Staff Training: Most staff are not experienced in managing and supporting wireless networking equipment. Using Tucson as an example our network engineers are trained and experienced supporting switches and routers. In our case we not only would need to spend a considerable amount of money to train staff, but we need to hire 2 new staff members who (once trained) would be dedicated to supporting and managing the wireless network. Again the alternative to building this in house capability is to contract for these services.
Administration and Monitoring: Along with the addition of and training of staff, there are costs associated with the tools necessary to appropriately monitor and administer the network.
Technology refreshes and upgrades: As with all technology wireless components have a fairly short life cycle and their upgrade and/or replacement must be planned for and funded. You can bet that the wireless network will become as critical as your wired network and the demand from applications for bandwidth and functionality, not to mention the demands from the first responder needs, will not allow anyone to consider a life cycle of more that 3 or 4 years.
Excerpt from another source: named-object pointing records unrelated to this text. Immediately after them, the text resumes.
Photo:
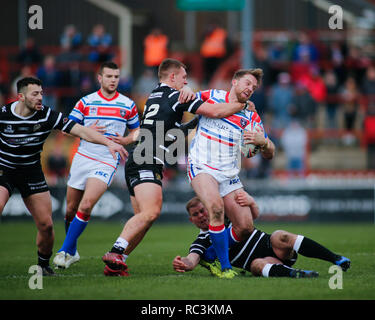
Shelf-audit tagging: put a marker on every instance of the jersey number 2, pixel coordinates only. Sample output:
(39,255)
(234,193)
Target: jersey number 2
(151,111)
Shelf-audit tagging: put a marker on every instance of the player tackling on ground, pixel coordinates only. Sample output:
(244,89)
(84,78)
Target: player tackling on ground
(262,254)
(24,126)
(93,167)
(163,111)
(214,163)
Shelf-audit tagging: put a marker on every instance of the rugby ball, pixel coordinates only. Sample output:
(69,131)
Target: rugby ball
(248,149)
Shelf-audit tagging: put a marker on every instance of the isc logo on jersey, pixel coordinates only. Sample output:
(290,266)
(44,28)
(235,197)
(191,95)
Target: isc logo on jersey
(101,173)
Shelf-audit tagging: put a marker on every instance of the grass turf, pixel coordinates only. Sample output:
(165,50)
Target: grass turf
(153,278)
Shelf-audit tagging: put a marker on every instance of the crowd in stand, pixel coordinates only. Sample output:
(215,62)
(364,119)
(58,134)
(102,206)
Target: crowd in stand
(308,84)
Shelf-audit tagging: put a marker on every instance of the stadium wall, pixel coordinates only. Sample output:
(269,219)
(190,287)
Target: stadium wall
(300,201)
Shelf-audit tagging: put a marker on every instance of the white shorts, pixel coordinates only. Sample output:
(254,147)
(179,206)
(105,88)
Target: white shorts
(226,184)
(84,167)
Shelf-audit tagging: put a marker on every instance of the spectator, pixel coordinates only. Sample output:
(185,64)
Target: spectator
(29,53)
(70,37)
(332,99)
(213,49)
(305,50)
(304,106)
(100,43)
(57,165)
(294,143)
(350,103)
(280,101)
(143,86)
(155,48)
(50,76)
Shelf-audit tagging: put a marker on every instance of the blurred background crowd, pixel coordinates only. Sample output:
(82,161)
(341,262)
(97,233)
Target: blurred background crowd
(317,99)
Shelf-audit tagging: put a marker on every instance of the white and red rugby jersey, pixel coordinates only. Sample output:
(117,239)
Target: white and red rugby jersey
(116,114)
(216,143)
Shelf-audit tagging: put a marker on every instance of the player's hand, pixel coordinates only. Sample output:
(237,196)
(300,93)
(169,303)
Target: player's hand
(179,265)
(250,106)
(114,148)
(186,95)
(100,129)
(255,137)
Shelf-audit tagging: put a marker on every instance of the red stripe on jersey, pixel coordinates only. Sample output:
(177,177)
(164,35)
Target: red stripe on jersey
(79,106)
(106,99)
(217,139)
(83,155)
(83,216)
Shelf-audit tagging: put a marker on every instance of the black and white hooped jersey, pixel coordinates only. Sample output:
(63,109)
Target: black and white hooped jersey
(22,138)
(240,254)
(162,113)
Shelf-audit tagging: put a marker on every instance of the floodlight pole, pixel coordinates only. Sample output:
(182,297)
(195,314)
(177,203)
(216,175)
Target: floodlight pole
(125,30)
(247,26)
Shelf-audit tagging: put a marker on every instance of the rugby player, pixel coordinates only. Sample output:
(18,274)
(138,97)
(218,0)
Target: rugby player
(262,254)
(214,163)
(24,126)
(163,111)
(93,167)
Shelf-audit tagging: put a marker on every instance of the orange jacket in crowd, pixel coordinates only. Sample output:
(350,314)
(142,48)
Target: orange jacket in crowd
(213,45)
(155,49)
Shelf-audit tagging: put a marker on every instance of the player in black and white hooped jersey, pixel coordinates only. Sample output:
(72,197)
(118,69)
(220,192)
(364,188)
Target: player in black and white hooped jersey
(163,111)
(24,127)
(262,254)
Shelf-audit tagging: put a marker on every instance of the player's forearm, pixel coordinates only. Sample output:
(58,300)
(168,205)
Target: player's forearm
(268,149)
(90,135)
(191,261)
(130,138)
(220,110)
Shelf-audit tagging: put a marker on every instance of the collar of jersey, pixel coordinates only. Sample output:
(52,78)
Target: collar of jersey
(103,97)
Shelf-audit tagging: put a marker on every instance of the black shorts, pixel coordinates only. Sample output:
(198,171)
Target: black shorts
(27,181)
(264,249)
(135,175)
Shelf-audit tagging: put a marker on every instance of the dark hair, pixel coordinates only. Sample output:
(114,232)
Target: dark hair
(108,64)
(257,73)
(24,82)
(168,64)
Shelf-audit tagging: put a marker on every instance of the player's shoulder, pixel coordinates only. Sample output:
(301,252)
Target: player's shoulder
(164,92)
(89,98)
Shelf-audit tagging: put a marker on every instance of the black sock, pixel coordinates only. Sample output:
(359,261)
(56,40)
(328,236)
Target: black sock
(43,259)
(117,250)
(279,270)
(310,248)
(67,224)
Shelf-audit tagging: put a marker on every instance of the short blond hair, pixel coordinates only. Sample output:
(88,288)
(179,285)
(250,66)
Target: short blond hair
(167,65)
(257,73)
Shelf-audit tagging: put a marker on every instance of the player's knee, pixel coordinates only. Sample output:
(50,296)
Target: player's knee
(257,266)
(86,206)
(46,226)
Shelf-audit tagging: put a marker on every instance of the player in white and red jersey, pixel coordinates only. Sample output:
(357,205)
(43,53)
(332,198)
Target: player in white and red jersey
(93,167)
(214,163)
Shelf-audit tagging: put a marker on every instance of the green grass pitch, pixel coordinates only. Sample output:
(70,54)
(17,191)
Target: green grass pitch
(153,278)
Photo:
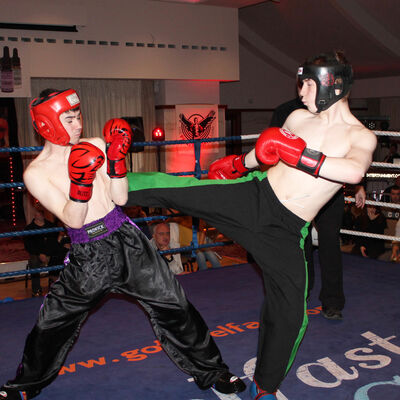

Addition of new applications: Adding new applications to the network or expanding its reach can result in significant costs if not planned for initially. Depending on the network design and concentration of access points new applications might require additional access points, this will require additional backhaul, and gateway locations. While a laptop might indicate that you can "see" the wireless network the wireless radios built into most laptops might not send a strong enough signal to be received by the access points without some sort of signal amplification. Networks that were built with one application in mind will invariably require re-architecting and more equipment as other applications are introduced.
As with all technology projects the ongoing operational and maintenance costs should be analyzed upfront and budgeted for, While wireless technology can be very effective in extending the reach of a network and access to applications and information where and when needed, without the proper care and feeding wireless networks can also quickly become a white elephant.